When exporting the content of a whiteboard web app, we are exporting the content of an HTML canvas element to PDF format(Vector Image) or PNG(Raster Image). This post will introduce the basic method for exporting the content of HTML canvas and also some issues we encountered when working on this feature.

Export to PDF

Export method

We’ll use PDFKit to generate the PDF file. We have the SVG string as the source for the vector format of the content we draw on the HTML canvas element.

So we need a tool to convert SVG to PDFKit command. That is svg-to-pdfkit. Unfortunately, this lib seems no longer maintained, so it has some drawbacks. And we may need to fork this lib to meet certain requirements.

CJK font issue

When implementing this feature, we found PDFKit unable to render non-ASCII characters. This happens because PDFKit needs a font file to render all the characters to paths and it only has a small built-in font file that cannot cover all the characters. And we need to add some external font files to support all the characters.

To inject the font file into PDFKit, we download the font file from the network and call registerFont.

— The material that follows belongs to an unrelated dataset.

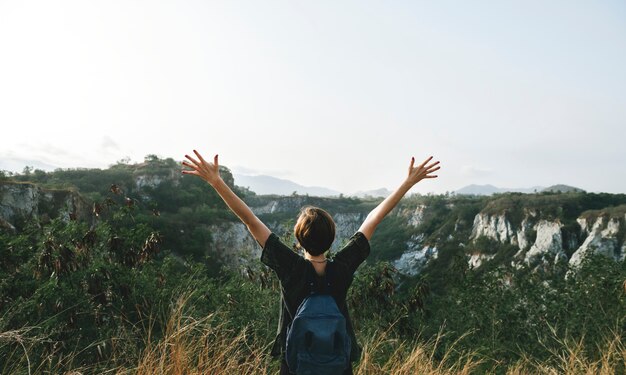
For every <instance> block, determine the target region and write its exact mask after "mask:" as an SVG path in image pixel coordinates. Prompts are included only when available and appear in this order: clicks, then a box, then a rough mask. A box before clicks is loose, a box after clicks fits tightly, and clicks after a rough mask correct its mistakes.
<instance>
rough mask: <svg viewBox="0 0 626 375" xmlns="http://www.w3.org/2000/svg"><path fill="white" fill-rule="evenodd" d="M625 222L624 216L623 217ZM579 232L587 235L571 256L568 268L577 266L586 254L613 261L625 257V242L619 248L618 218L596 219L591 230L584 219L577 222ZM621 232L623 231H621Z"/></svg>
mask: <svg viewBox="0 0 626 375" xmlns="http://www.w3.org/2000/svg"><path fill="white" fill-rule="evenodd" d="M624 221H626V216H625V217H624ZM578 223H579V224H580V226H581V231H582V232H583V233H587V238H585V240H584V242H583V244H582V245H581V246H580V247H579V248H578V249H577V250H576V252H574V254H572V257H571V258H570V260H569V264H570V266H574V267H576V266H579V265H580V262H581V261H582V259H583V258H584V257H585V256H586V255H588V254H602V255H605V256H607V257H610V258H613V259H615V260H623V259H624V257H625V256H626V242H625V243H624V244H622V246H621V247H620V246H619V241H618V237H617V236H618V234H619V233H620V229H621V228H620V226H621V225H620V220H619V219H618V218H608V217H604V216H600V217H598V218H597V219H596V220H595V222H594V223H593V225H592V226H591V228H589V223H588V221H587V220H586V219H584V218H581V219H579V220H578ZM622 230H623V229H622Z"/></svg>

const fontUrl = "https://fonts.com/noto-sans-sc.woff2";

fetch(fontUrl).then(res => res.arrayBuffer()).then(buffer => {
  doc.registerFont('Noto Sans SC', buffer)
  doc.font('Noto Sans SC')
     .text('你好,世界!')
});

In most cases, this will work. But for the CJK languages, we have separate font files for different languages with the same font family. Such as Noto Sans SC/Noto Sans JP/Noto Sans KR.

What we need to consider next is how to determine the font family for each string. One solution is to combine all the font files into one file. But this may slow down the download speed when the user does not have any CJK characters in their content.

The other solution is to loop all the strings and check each character’s glyph script set. And add the font family attribute to the SVG tag on the fly. This method also has some drawbacks. We use regex to match script type, but we also need to match some punctuation only used in CJK languages, such as fullwidth parenthesis. This character is only included in the CJK fonts. But the script property for this character belongs to “Common”. So it is difficult to use a simple regex to determine the correct font type for a character.

So combining font files may be a better solution if we want the PDF render result to be perfect.

Export to image

Export method

Image exporting is more straightforward. We just call create a canvas element, render the content and call canvas.toDataURL("image/png"). Finally, we add the data URL to a link to download the image.

Canvas max size issue

The issue arises when we have a very big canvas to export. Safari has a small limit for canvas size.

What’s worse, Safari will fail silently when the canvas exceeds the maximum limit. This limit is different for each type of device due to the different total memory they have. So we need to detect the maximum limit and resize the canvas in advance. We can use this lib to detect the maximum limit on the fly. In my opinion, we only need to check this on Safari. Chromium-based browsers always have the same limit.